Profit and Loss Analysis
At Wiley Financial, we provide profit and loss analysis services in San Diego, CA. While we service all of Southern California, our office is located in Carlsbad, CA. If you are interested in learning more about how we can help your business, please contact us now.
A profit and loss analysis report (often referred to as P&L analysis report, income statement, or statement of operations) may not sound too exciting, but it can paint a very clear picture of a company’s financial health. Numbers do not lie. However, they also don’t always say the same thing to everyone. The numbers can tell a varied story when interpreted, but at Wiley Financial we tell the RIGHT story. We have a unique way of looking at the whole picture. We do the math and understand where a company is bleeding money or what revenue stream needs more attention due to cost or lack thereof. At Wiley Financial we are very good at seeing the whole picture.
A profit and loss analysis report is one of the primary financial reports for a company, which plays an important role in the financial statement analysis. It contains summarized information about a firm’s revenues and expenses over the reporting period. The goal of the income statement is to measure the profit of a business over the reporting period by deducting the business’s expenses from its revenues.
The general form of a P&L analysis report starts with the revenue entry. From there operating expenses, salary, depreciation, interest and other expenses are subtracted in order to get net earnings. Net earnings is as an absolute value. It can also be broken down into earnings per share by dividing net earnings by the number of shares outstanding.
Basic Elements of the Profit and Loss Analysis Report
1. Revenue (Net Sales) – This entry represents the value of goods or services a company has sold to its customers.
2. Cost of Goods Sold – This element measures the total amount of expenses related to the product creation process. This includes the cost of materials, labor, etc. Costs of goods sold also includes direct costs and overhead costs. Direct costs (materials; parts of product purchased for its construction; items, purchased for resale; labor costs; shipping costs) are the expenses associated with the object and its production. Overhead costs (labor costs, equipment costs, rent costs, etc.) are the expenses that are related to the business running process, but cannot be directly associated with the particular object of production.
3. Gross Profit – Gross profit is net revenue excluding costs of goods sold.

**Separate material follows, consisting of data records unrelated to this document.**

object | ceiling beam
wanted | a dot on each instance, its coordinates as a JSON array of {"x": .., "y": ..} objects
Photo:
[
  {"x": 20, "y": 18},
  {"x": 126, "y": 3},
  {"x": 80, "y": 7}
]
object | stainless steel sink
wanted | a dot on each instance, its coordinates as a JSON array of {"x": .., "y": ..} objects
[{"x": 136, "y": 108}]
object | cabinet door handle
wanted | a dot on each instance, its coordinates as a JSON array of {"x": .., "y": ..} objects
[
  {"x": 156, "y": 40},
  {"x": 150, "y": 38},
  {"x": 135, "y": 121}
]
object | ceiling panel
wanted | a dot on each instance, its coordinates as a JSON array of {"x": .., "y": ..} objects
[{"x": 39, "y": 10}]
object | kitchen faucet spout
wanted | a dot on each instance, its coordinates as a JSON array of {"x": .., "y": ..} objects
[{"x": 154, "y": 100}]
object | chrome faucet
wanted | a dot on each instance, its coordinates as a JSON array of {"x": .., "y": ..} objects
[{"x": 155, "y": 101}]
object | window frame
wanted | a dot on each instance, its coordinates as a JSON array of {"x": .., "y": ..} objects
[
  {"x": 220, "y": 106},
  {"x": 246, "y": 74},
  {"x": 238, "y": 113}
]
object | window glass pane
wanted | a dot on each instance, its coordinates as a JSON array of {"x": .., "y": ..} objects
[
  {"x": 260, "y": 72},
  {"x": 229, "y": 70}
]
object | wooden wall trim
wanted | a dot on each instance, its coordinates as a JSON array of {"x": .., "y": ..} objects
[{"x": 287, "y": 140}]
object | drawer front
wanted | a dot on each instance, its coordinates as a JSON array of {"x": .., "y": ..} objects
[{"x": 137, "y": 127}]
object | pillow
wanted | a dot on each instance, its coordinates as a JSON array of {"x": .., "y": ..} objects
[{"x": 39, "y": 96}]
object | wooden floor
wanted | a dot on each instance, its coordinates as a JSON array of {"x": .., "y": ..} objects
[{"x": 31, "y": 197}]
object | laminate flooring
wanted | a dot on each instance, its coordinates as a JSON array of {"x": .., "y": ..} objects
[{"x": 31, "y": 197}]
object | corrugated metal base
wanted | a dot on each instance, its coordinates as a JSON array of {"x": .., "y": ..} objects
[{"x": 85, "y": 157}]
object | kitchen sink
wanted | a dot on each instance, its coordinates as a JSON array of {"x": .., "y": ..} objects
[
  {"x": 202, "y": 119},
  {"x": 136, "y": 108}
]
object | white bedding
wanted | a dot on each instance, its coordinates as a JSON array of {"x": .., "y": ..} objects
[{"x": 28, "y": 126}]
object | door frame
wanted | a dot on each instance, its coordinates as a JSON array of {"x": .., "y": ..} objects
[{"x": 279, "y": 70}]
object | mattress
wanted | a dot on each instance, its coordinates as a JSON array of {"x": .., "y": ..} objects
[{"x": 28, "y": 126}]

4. Operating Expense. Operating expenses include selling and administrative expenses. Selling are the expenses which relate to the process of generating sales by a company, including miscellaneous advertisement expenses, sales commission, etc. All the expenses connected with company’s operation administration, such as salaries of the office employees, insurance, etc., refer to the administrative expenses.
5. Operating Income – Operating income is gross profit minus operating expenses.
6. Other income or expense – This entry contains all the other income or expense values that weren’t included in any of the previous entries. It may be dividends, interest income, interest expense, net losses on derivatives, etc.
7. Income Before Income Taxes – Income before income taxes is operating income including (or excluding) other income or expenses.
8. Income Taxes – This entry includes all state and local taxes, which are based on the reported profit of an enterprise.
9. Net Income – Net income (net profit or net earnings) is the amount of money remaining after taking the net sales of a business and excluding all the expenses, taxes depreciation and other costs. In other words, this entry reflects the basic goal of an enterprise functioning – its profit. Following the net income in the profit and loss report is a very important part of the company’s financial report analysis.
10. Earnings Per Share – This entry is often included at the end of P&L report. It reflects the net profit as its division by the total number of shares outstanding. The result is the amount of net profit, earned by one share of common stock. This measurement can be useful for the risk management of a stockholder.